As with all retrospective studies, our study is limited by inherent selection bias and is reliant on clinician documentation in the medical records. Diagnosis and decision making are strongly influenced by intuitive heuristics. 24 Furthermore, SEA is commonly identified late or misidentified in up to 50% of patients. 1,15 The presentation of back pain with fever, which accounts for 29 patients in our cohort, is easily ascribed to other conditions such as osteomyelitis or soft tissue infection and so with this variation in presentation some patients may be more likely to fail what would otherwise be appropriate nonoperative management. 15 The full “triad” of back pain, fever, and neurology was seen in only 4 patients (7%), suggesting absence of neurology should not abate clinical suspicion of SEA. Another limitation from this study is the heterogeneity in documentation and work of multiple specialists over the 10-year period. This is a somewhat inevitable challenge in retrospective analysis.

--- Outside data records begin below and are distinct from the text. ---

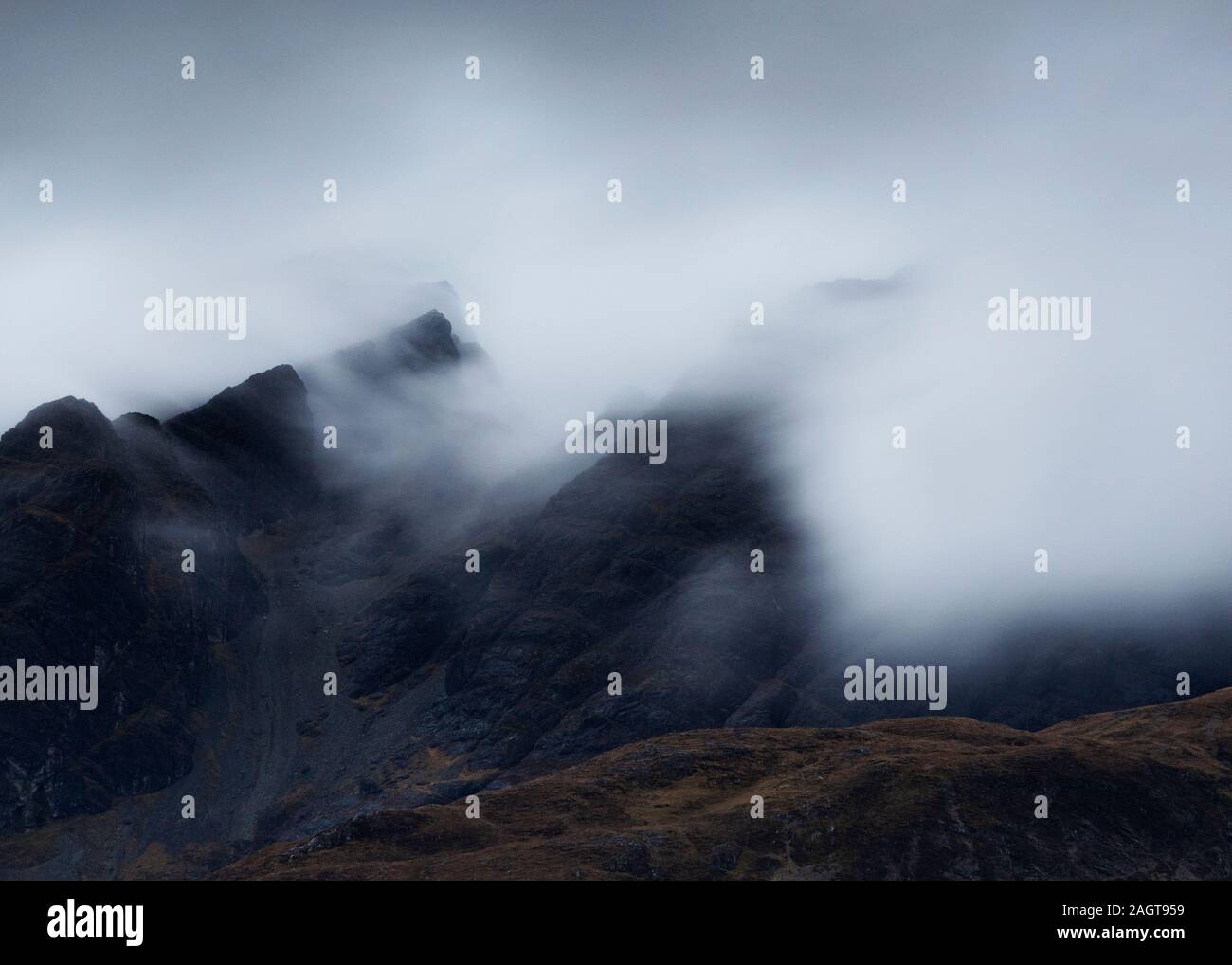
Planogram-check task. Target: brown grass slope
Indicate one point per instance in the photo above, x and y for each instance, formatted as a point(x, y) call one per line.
point(1138, 793)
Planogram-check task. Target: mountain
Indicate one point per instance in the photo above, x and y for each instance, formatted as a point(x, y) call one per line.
point(318, 565)
point(1141, 793)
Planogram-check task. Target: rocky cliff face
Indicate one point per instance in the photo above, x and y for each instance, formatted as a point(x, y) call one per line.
point(93, 532)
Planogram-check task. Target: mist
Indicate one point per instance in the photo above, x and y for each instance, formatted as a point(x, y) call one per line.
point(734, 191)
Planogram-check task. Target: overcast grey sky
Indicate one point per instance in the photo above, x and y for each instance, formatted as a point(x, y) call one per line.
point(734, 191)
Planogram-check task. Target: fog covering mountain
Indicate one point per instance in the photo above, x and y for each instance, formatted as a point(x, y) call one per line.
point(352, 561)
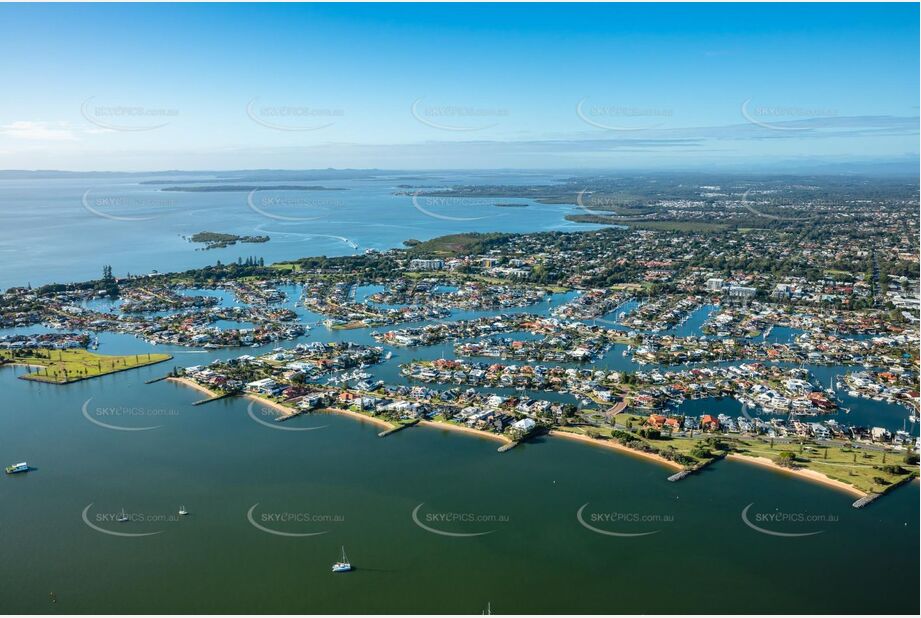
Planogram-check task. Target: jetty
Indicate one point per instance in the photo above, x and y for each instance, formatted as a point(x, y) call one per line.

Importantly, this article does not draw any conclusion regarding the efficacy of operative management; it only makes comment on the characteristics of patients more likely to fail medical treatment. Overall mortality did not differ statistically between the 2 groups (26% vs 19%, P = .76). This is in keeping with other international findings; research by Kim et al did not show statistically different mortality in medically versus surgically treated patients. 7 Worldwide mortality from SEA is estimated between 11% and 34%. 7 Controversy exists between smaller studies regarding the absolute change in motor function achieved with surgical intervention. A recent meta-analysis focused on neurological outcomes found no statistical difference between surgical and nonsurgical management. 4
Conclusion
Despite the use a relatively small cohort, we identified Maori ethnicity, white cell count, and multifocal sepsis as a significant predictors of failure of nonoperative management of SEA. Prospective data collection will allow us to determine whether other variables play a role in predicting treatment failure. Ethnicity is a variable that must be considered in treatment algorithms and models for spinal column infection as it appears to be a potential risk factor. We recommend any decision for nonoperative management be taken cautiously given the high baseline rate of failure in both this study, and the wider literature. 25
Footnotes
Declaration of Conflicting Interests
The author(s) declared no potential conflicts of interest with respect to the research, authorship, and/or publication of this article.
Funding
The author(s) received no financial support for the research, authorship, and/or publication of this article.